As shown in FIG. 7(f), the tibial plate 204 that supports the
femoral component 202 has a third joint face 213 and a fourth joint
face 214. The tibial plate 4 and the tibial plate 204 have the same
configuration, except that the third joint faces and the fourth
joint faces have different shapes.
[0086] When viewed from above, a bottom portion 213a of the third
joint face 213 has an anterior half portion in the shape of an arc,
and a posterior half portion extending in a straight line parallel
to the reference face 43. The fourth joint face 214 is bilaterally
symmetrical to the third joint face 213. That is to say, when
viewed from above, a bottom portion 214a of the fourth joint face
214 has an anterior half portion in the shape of an arc, and a
posterior half portion extending in a straight line parallel to the
reference face 43.
[0087] As shown in FIGS. 7(a) and 8(a), when the flexion angle
.theta. is zero, the first straight motion guide portion 245 of the
femoral component 202 is in contact with the third joint face 213,
and, thus, a first contact portion 241 is positioned at the first
straight motion guide portion 245. Furthermore, the second straight
motion guide portion 247 of the femoral component 202 is in contact
with the fourth joint face 214, and, thus, a second contact portion
242 is positioned at the second straight motion guide portion
247.
[0088] When the femoral component 202 is displaced to one side in
the displacement direction M1 relative to the tibial plate 204 from
this state, the flexion angle .theta. becomes greater than zero as
shown in FIGS. 7(b) and 8(b). However, regardless of the flexion
angle .theta., the first straight motion guide portion 245 and the
second straight motion guide portion 247 of the femoral component
202 are in contact respectively with the third joint face 213 and
the fourth joint face 214. Accordingly, a distance D201 between the
first contact portion 241 and the reference face 43 and a distance
D202 between the second contact portion 242 and the reference face
43 are constant regardless of the flexion angle .theta..

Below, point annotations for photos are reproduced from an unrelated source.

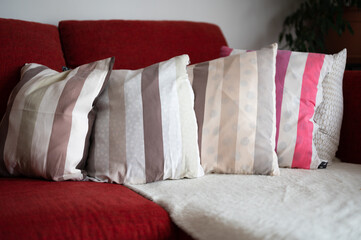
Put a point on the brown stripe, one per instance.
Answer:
(229, 114)
(200, 77)
(117, 132)
(62, 123)
(91, 118)
(5, 121)
(152, 122)
(26, 128)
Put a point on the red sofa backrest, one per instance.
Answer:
(137, 44)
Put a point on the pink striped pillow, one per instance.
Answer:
(299, 79)
(45, 129)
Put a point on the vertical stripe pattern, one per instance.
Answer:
(229, 115)
(236, 109)
(152, 126)
(301, 158)
(152, 113)
(47, 120)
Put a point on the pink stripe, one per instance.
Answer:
(282, 60)
(303, 150)
(225, 51)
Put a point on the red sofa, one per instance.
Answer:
(39, 209)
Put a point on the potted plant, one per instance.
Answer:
(317, 24)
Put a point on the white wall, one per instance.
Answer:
(247, 24)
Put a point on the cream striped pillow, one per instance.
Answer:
(45, 130)
(146, 129)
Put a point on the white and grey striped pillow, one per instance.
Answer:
(146, 129)
(236, 113)
(45, 129)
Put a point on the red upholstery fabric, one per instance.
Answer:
(350, 141)
(37, 209)
(137, 44)
(25, 42)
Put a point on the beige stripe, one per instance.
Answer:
(15, 115)
(152, 115)
(44, 122)
(246, 131)
(229, 115)
(60, 134)
(28, 122)
(117, 139)
(212, 115)
(26, 77)
(190, 73)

[0089] That is to say, the distances D201 and D202 are the same in
all of the cases where the flexion angle .theta. is 30 degrees
shown in FIGS. 7(b) and 8(b), where the flexion angle .theta. is 60
degrees shown in FIGS. 7(c) and 8(c), where the flexion angle
.theta. is 90 degrees shown in FIGS. 7(d) and 8(d), and where the
flexion angle .theta. is 120 degrees shown in FIGS. 7(e) and 8(e).
Accordingly, no medial pivot motion of the femoral component 202
occurs relative to the tibial plate 4.
[0090] As described above, according to the artificial knee joint
implant 1, the first medial pivot guide portion 46 and the second
medial pivot guide portion 48 may be in contact with the third
joint face 13 and the fourth joint face 14 of the tibial plate 4.
In this case, the amount of shift of the second contact portion 42
toward the reference face 43 in accordance with an increase in the
flexion angle .theta. is greater than that of the first contact
portion 41 toward the reference face 43. Accordingly, a medial
pivot motion of the femur 101 occurs relative to the tibia 102
about the axial line L1 of the tibia 102. Thus, the artificial knee
joint implant 1 can mechanically (actively) cause a medial pivot
motion of the femur 101 relative to the tibia 102 in accordance
with rollback as the patient's knee is flexed. As a result, a more
natural medial pivot motion can be performed.
[0091] Accordingly, the artificial knee joint implant 1 allows a
more natural medial pivot motion to be performed.
[0092] Furthermore, according to the artificial knee joint implant
1, the third joint face 13 and the fourth joint face 14 of the
tibial plate 4 are bilaterally symmetrical to each other.
Accordingly, the tibial plate 4 can be used either as a tibial
plate for a patient's left knee or as a tibial plate for a
patient's right knee. Thus, a tibial plate for a patient's left
knee and a tibial plate for a patient's right knee do not have to
be separately prepared, and the versatility of the tibial plate 4
can be increased. As a result, the production cost of the
artificial knee joint implant 1 can be reduced.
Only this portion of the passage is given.